Akropolis'e yürüyerek yarım saat süren yolda, daha sonra çok iyi tanıyacağımız meydanlardan, çarşılardan, tarihi eserlerin yanından geçerek ilerliyoruz.
Akropolis'in bulunduğu tepeyi görüyoruz. Bu sabah bol tırmanışlı geçecek...
 
'' Parthenon '' un bulunduğu tepenin eteklerinde alanın giriş yerine geldiğimizde daha ziyaretçi girişine yarım saat olmasına rağmen çok uzun bir kuyruk ile karşılaşıyoruz. Tavsiyelere uyarak, Online biletimizi daha önce aldığımızdan bilet alış kuyruğuna girmek zorunda kalmıyoruz. Saat 08.00 da online bileti olanlar başka bir kapıdan içeri alınıyorlar. Adım adım tarihin tam içinde yukarılara çıkmaktan çok keyif alıyoruz.

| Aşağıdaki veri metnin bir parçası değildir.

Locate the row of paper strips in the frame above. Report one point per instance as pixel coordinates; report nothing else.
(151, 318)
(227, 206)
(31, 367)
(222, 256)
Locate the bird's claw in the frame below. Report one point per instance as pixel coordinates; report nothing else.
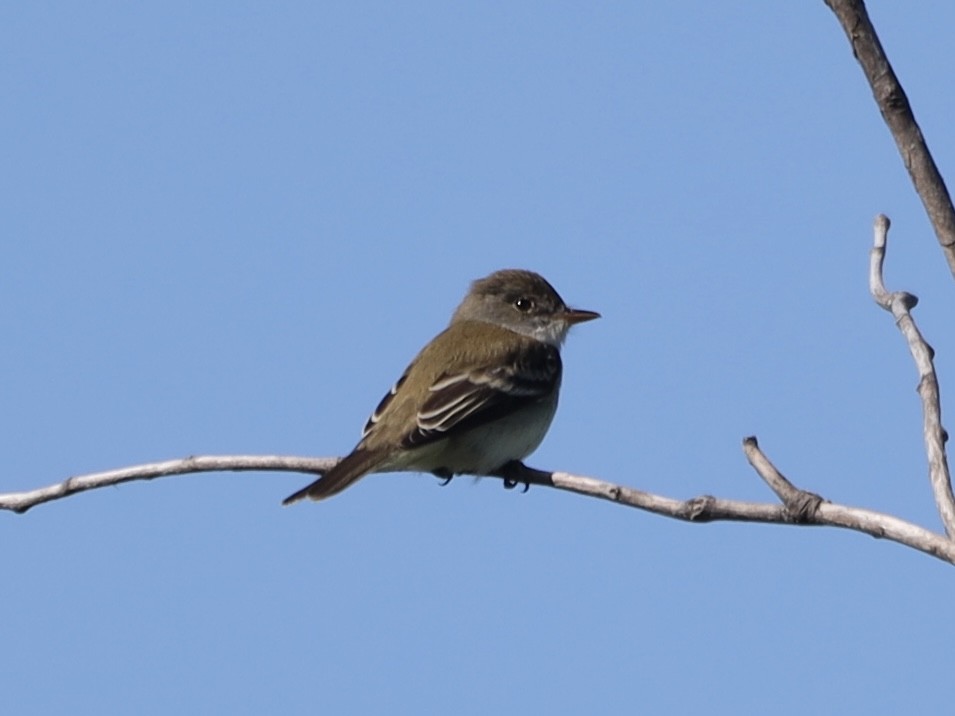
(510, 484)
(443, 475)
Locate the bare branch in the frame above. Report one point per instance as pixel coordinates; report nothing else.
(900, 305)
(704, 508)
(23, 501)
(898, 115)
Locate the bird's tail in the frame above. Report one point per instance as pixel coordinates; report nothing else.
(351, 469)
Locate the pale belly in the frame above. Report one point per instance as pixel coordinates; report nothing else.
(487, 447)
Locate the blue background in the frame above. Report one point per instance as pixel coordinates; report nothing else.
(227, 228)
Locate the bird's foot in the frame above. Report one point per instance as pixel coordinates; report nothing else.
(444, 475)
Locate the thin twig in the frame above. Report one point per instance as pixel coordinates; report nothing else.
(897, 113)
(22, 501)
(699, 509)
(900, 305)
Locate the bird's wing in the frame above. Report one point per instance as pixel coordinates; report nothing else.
(460, 400)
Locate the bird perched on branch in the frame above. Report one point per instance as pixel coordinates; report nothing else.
(478, 398)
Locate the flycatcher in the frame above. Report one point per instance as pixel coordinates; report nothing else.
(478, 397)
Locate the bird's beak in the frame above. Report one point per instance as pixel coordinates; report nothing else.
(578, 315)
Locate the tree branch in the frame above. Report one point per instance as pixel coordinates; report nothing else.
(897, 113)
(900, 305)
(20, 502)
(704, 508)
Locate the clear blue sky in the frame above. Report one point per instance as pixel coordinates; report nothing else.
(227, 228)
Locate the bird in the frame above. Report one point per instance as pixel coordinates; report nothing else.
(478, 399)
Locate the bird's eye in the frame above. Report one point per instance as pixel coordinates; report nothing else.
(524, 304)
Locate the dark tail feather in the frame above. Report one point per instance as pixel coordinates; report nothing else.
(351, 469)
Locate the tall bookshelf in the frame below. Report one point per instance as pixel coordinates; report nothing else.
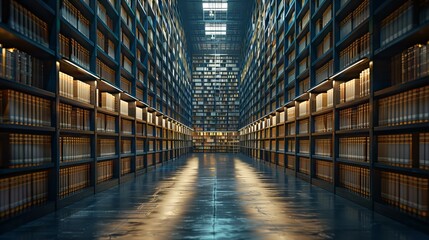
(221, 142)
(215, 103)
(93, 93)
(335, 92)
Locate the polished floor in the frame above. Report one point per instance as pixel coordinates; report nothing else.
(214, 196)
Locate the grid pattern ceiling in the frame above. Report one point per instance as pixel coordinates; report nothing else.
(196, 19)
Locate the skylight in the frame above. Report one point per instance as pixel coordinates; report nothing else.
(215, 29)
(215, 6)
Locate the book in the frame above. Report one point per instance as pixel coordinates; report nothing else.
(355, 179)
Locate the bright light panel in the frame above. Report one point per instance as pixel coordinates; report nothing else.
(215, 6)
(215, 29)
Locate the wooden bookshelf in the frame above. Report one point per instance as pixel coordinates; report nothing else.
(87, 79)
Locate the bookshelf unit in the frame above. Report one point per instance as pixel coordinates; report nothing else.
(82, 84)
(215, 103)
(224, 142)
(336, 93)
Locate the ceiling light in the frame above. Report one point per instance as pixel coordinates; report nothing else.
(215, 6)
(215, 28)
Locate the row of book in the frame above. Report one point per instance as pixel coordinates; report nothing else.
(325, 100)
(75, 18)
(74, 51)
(395, 150)
(25, 22)
(323, 123)
(397, 23)
(408, 193)
(424, 151)
(139, 162)
(74, 118)
(304, 146)
(74, 89)
(126, 146)
(104, 16)
(325, 71)
(18, 193)
(105, 123)
(107, 101)
(324, 170)
(304, 165)
(24, 150)
(126, 127)
(355, 179)
(140, 129)
(140, 146)
(104, 171)
(304, 109)
(24, 109)
(303, 126)
(107, 45)
(106, 147)
(324, 20)
(355, 117)
(354, 19)
(124, 107)
(323, 147)
(21, 67)
(105, 72)
(74, 179)
(404, 108)
(411, 64)
(355, 88)
(74, 149)
(125, 165)
(355, 51)
(354, 149)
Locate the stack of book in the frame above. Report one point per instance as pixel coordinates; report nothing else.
(25, 150)
(24, 109)
(355, 179)
(21, 67)
(25, 22)
(74, 149)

Atina Akropolü, klasik Yunanistan'ın, demokrasinin ve Batı medeniyetinin bir amblemi olarak duruyor. Atina kentinin yukarısındaki kayalık bir tepe üzerinde yer alan ve UNESCO Dünya Mirası Alanı olan bu antik yerleşim, büyük mimari ve tarihi öneme sahip birçok antik binanın kalıntılarını barındırıyor.

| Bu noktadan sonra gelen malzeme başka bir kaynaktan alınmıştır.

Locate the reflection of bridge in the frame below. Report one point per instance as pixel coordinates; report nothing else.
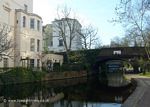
(119, 53)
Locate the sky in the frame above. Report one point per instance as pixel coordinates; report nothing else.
(97, 13)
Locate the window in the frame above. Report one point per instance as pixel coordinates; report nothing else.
(38, 45)
(24, 21)
(31, 63)
(60, 42)
(25, 7)
(59, 24)
(5, 62)
(38, 25)
(118, 52)
(32, 23)
(38, 63)
(32, 44)
(51, 43)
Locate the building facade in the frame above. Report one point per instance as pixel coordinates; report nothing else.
(69, 27)
(26, 33)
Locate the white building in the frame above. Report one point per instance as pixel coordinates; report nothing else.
(26, 33)
(57, 44)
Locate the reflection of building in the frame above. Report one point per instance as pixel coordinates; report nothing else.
(27, 32)
(54, 39)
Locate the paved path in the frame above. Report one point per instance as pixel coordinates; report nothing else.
(141, 96)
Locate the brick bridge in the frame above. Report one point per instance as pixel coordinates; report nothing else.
(119, 53)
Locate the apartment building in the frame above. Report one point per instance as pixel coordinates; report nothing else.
(65, 26)
(26, 33)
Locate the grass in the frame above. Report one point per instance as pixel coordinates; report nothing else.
(147, 74)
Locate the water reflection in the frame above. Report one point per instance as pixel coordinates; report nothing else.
(65, 93)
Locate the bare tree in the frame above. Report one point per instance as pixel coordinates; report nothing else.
(67, 28)
(134, 14)
(88, 36)
(6, 43)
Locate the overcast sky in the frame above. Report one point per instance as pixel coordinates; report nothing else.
(94, 12)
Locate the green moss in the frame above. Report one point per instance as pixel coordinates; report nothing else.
(147, 74)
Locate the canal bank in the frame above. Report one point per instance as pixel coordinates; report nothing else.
(140, 97)
(23, 75)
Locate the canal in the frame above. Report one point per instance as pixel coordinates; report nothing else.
(78, 92)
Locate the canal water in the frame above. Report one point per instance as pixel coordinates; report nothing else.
(79, 92)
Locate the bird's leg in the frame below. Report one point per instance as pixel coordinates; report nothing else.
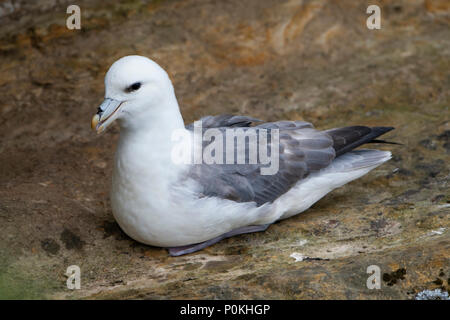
(178, 251)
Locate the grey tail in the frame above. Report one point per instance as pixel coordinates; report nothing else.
(348, 138)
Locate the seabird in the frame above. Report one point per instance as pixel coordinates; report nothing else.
(189, 206)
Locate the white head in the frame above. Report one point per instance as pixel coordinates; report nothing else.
(137, 92)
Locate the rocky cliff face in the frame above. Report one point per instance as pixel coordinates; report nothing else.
(311, 60)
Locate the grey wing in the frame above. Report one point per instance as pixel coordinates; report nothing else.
(302, 150)
(224, 120)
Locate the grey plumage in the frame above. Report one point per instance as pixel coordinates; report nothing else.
(302, 151)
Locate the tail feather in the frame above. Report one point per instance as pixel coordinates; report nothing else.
(348, 138)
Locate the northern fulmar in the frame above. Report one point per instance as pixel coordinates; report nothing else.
(186, 206)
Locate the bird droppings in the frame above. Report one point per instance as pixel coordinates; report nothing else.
(391, 278)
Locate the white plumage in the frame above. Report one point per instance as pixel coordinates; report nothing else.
(155, 201)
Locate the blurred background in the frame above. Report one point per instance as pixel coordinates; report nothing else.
(274, 60)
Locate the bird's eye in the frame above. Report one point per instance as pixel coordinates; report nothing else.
(133, 87)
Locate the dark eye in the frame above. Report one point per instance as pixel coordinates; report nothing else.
(134, 87)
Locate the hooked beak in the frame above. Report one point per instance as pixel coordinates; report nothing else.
(106, 114)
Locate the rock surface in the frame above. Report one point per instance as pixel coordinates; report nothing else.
(311, 60)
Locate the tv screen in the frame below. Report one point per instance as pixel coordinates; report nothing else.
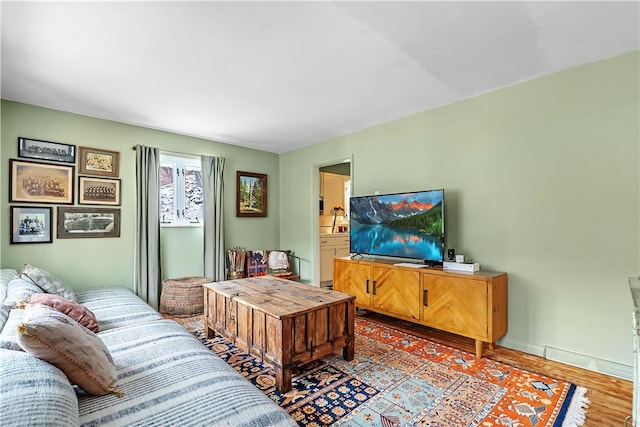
(404, 225)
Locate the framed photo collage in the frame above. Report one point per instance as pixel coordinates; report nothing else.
(45, 174)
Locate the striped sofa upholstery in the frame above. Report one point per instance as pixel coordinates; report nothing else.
(191, 386)
(168, 378)
(116, 307)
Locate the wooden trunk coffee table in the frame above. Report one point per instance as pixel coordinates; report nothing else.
(282, 322)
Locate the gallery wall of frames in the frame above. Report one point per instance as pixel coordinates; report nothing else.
(46, 193)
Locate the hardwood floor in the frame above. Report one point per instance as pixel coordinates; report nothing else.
(611, 398)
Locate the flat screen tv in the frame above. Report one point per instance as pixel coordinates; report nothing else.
(403, 225)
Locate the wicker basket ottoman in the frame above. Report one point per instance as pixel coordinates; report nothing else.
(183, 297)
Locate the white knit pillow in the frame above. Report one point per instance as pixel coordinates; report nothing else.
(55, 337)
(47, 282)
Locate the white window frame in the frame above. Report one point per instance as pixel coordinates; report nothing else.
(180, 163)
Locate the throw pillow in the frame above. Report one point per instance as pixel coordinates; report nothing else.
(77, 312)
(47, 282)
(9, 333)
(19, 289)
(79, 353)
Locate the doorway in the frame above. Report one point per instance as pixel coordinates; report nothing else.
(333, 209)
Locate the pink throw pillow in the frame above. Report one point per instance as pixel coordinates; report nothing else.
(77, 312)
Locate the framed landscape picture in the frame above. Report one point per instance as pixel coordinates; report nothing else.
(35, 182)
(94, 161)
(46, 150)
(251, 194)
(76, 223)
(98, 191)
(30, 224)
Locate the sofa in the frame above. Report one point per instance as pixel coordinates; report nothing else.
(164, 376)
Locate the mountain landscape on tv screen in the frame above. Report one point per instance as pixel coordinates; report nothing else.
(403, 213)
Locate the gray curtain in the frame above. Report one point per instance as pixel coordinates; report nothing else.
(147, 262)
(213, 186)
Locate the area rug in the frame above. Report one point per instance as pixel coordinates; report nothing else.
(398, 379)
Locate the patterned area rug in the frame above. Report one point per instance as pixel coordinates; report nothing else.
(398, 379)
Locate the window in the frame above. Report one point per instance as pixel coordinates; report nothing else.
(181, 196)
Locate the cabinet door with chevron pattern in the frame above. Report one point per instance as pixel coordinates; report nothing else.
(456, 305)
(352, 279)
(397, 291)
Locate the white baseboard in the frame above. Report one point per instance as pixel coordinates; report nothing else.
(583, 361)
(591, 363)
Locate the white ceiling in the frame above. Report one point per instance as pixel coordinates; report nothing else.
(280, 75)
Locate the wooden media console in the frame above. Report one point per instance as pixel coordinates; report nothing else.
(473, 305)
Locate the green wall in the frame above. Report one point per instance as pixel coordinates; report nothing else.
(541, 181)
(87, 263)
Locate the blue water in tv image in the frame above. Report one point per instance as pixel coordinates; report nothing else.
(406, 225)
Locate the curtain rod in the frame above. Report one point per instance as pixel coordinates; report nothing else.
(133, 147)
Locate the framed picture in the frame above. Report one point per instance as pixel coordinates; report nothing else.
(94, 161)
(74, 223)
(98, 191)
(251, 194)
(30, 225)
(35, 182)
(46, 150)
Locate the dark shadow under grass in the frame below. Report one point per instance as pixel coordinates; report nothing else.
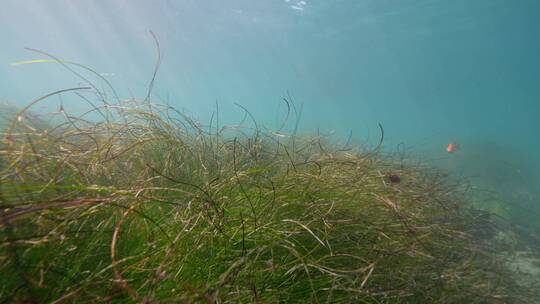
(147, 205)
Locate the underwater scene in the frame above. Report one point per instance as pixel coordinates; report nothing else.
(270, 151)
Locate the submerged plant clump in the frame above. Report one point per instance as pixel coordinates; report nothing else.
(146, 204)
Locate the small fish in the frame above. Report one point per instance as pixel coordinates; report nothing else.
(452, 147)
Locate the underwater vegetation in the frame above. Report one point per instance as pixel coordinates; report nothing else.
(134, 201)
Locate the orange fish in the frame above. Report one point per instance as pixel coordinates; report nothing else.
(451, 147)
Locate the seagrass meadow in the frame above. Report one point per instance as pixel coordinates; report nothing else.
(134, 201)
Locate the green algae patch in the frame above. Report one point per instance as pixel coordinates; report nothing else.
(148, 205)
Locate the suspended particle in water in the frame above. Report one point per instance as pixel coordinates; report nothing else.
(394, 178)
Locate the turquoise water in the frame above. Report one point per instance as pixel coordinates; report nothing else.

Parthenon, ihtişamı ile Atina silüetine hakim olan Akropolis'in baş mücevheri olarak karşımızda duruyor... Parthenon, devasa bir Athena heykelini barındırmak ve Delian Birliği'nin hazinesi olarak hizmet etmek üzere inşa edilmiş, antik Yunan mimarisinin ayırt edici özelliği sayılıyor.
Akropolis'in mimari harikaları yalnızca olağanüstü sanatsal değeri değil aynı zamanda teknik yeniliği de yansıtıyor. Aralarında tanınmış mimarlar '' İktinos '' ve '' Kallikrates '' nde bulunduğu bu yapının tasarımcıları mühendislik zorluklarının üstesinden gelmek için gelişmiş inşaat teknikleri ve optik illüzyonlar kullanmışlar.

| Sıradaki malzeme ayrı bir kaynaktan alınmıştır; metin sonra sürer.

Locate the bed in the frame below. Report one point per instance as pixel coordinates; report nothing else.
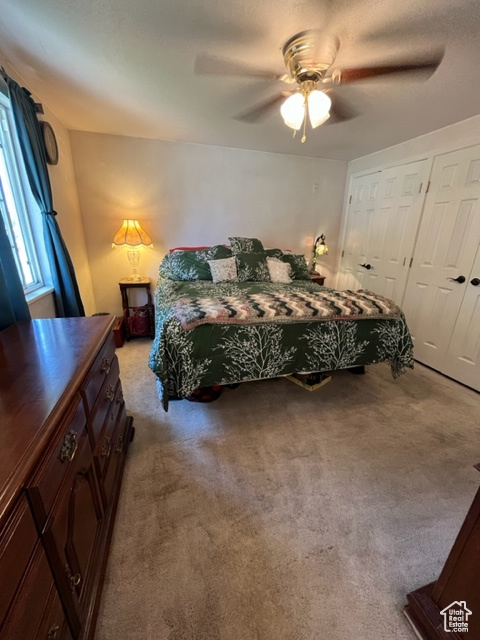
(221, 333)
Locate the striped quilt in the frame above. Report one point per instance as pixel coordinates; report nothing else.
(295, 306)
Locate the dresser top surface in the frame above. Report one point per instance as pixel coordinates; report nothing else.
(42, 366)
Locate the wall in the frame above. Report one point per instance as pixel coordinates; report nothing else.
(65, 201)
(185, 194)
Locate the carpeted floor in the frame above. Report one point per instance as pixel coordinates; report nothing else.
(276, 513)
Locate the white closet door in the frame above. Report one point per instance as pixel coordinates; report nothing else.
(382, 225)
(446, 247)
(394, 227)
(364, 197)
(463, 357)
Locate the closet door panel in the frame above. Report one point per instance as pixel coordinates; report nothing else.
(365, 193)
(463, 357)
(382, 226)
(446, 246)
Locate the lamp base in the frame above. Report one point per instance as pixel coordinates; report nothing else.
(137, 280)
(134, 277)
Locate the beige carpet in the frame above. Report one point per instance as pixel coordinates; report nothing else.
(276, 513)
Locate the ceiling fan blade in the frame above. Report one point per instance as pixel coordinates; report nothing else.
(262, 109)
(348, 76)
(209, 65)
(341, 109)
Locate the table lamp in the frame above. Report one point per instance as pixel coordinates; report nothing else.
(319, 249)
(132, 235)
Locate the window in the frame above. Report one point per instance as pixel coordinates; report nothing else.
(13, 206)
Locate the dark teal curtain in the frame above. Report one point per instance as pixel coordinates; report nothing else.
(68, 302)
(13, 305)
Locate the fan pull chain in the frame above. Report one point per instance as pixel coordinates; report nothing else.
(304, 137)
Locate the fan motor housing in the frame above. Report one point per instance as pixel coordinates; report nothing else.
(309, 54)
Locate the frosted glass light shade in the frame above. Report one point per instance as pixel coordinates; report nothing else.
(318, 108)
(131, 233)
(293, 111)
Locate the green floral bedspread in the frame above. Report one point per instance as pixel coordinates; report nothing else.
(225, 354)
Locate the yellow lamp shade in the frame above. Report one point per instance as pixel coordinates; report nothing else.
(131, 233)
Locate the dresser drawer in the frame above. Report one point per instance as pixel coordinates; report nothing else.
(106, 441)
(17, 543)
(107, 402)
(44, 486)
(25, 615)
(99, 371)
(119, 444)
(53, 625)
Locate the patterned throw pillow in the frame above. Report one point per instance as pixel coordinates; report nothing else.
(299, 266)
(279, 270)
(246, 245)
(252, 267)
(224, 269)
(192, 265)
(274, 253)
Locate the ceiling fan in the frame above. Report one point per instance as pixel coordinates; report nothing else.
(308, 57)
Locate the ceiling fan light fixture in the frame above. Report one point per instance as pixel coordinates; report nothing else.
(293, 111)
(319, 105)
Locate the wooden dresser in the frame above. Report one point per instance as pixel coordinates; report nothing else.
(64, 434)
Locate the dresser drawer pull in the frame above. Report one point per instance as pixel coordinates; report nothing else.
(110, 393)
(119, 445)
(69, 447)
(53, 632)
(74, 580)
(106, 364)
(107, 447)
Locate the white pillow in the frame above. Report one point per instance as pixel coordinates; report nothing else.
(224, 269)
(279, 271)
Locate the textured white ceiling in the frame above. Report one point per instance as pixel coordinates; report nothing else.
(123, 67)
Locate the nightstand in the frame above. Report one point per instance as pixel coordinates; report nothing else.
(139, 320)
(317, 278)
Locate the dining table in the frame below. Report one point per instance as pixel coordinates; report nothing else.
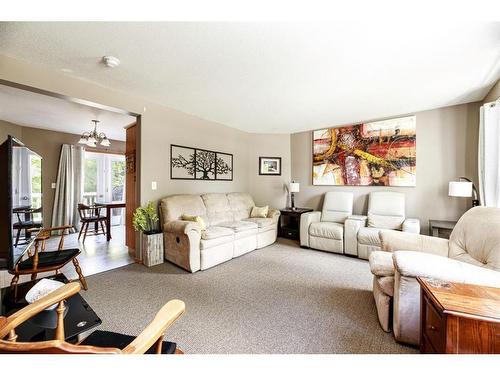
(108, 207)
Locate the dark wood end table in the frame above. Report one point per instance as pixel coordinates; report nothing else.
(437, 227)
(289, 226)
(459, 318)
(79, 317)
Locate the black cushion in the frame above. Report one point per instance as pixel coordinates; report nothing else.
(105, 339)
(50, 258)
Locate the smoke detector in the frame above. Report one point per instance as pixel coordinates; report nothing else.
(110, 61)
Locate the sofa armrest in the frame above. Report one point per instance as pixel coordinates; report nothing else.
(182, 244)
(411, 225)
(181, 227)
(273, 214)
(392, 240)
(306, 220)
(351, 228)
(414, 264)
(381, 263)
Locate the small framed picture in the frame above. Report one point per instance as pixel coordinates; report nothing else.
(269, 166)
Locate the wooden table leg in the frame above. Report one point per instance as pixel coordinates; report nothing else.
(108, 223)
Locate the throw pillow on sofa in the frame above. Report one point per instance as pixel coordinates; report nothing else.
(196, 219)
(259, 211)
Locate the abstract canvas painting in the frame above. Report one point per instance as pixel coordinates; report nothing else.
(187, 163)
(379, 153)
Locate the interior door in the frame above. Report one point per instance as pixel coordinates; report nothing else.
(130, 186)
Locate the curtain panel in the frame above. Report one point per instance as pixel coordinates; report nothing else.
(489, 154)
(68, 187)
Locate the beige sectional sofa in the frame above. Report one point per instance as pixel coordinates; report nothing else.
(230, 231)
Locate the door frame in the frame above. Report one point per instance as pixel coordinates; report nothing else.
(92, 104)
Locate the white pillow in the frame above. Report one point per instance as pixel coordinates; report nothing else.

Parthenon'un sütunları hafifçe içe doğru eğimli tasarlanmış. Bu da mükemmel düzlük yansımasını yaratıyor. Üstelik Pentelik mermerinin inşaatta kullanılması bu yapılara çağlar boyunca kalıcı güzellik ve dayanıklılık kazandırmış.
'' Akropolis '' terimi, Yunanca '' en yüksek nokta, uç '' anlamına gelen '' akron '' ve '' şehir '' anlamına gelen '' polis '' kelimelerinden geliyor. Bu nedenle Atina Akropolü, deniz seviyesinden 150 metre yükseklikte düz tepeli bir kayanın üzerine kurulmuş olan ve üç tarafı dik kayalıklarla doğal bir kale haline gelen yüksek şehir anlamına geliyor. Atina Akropolü, 2500 yılı aşan geçmişiyle tarihi bir kökene sahip. Akropolis'in en önemli inşaat dönemi MÖ 5. yüzyıl da, özellikle de Perikles'in Altın Çağı'nda yaşanmış. Akropolis öncelikle bir kale ve kutsal alan olarak hizmet etmiş. Atina halkının patronu olarak gördüğü tanrıça Athena'ya adanmış bir yer olmuş. Kalıcı varlığı, eski Atinalıların yaratıcılığının bir kanıtı olarak duruyor ve Batı medeniyetinin erken gelişimine dair bir fikir sunuyor. 
Bu önem, Akropolis'in tarihi öncesi çağlardan bu yana sürekli olarak yerleşime açık olmasıyla daha da artıyor. Yüzyıllar boyunca kralların evi, dini bir merkez ve Atina halkı için sembolik bir yer olarak çeşitli amaçlara hizmet etmiş. Her biri tarihi alanda kendi izlerini bırakan çok sayıda istila ve fetihten sağ kurtulmuş. Akropolis'in ; Parthenon, Erechtheion, Athena Nike Tapınağı ve Propylaea gibi yapıları klasik mimarinin başyapıtları. Bu binalar yüzyıllardır Batı mimarisine ilham veren Dor ve İyon sütunları, frizleri ve alınlıklarıyla öne çıkıyor.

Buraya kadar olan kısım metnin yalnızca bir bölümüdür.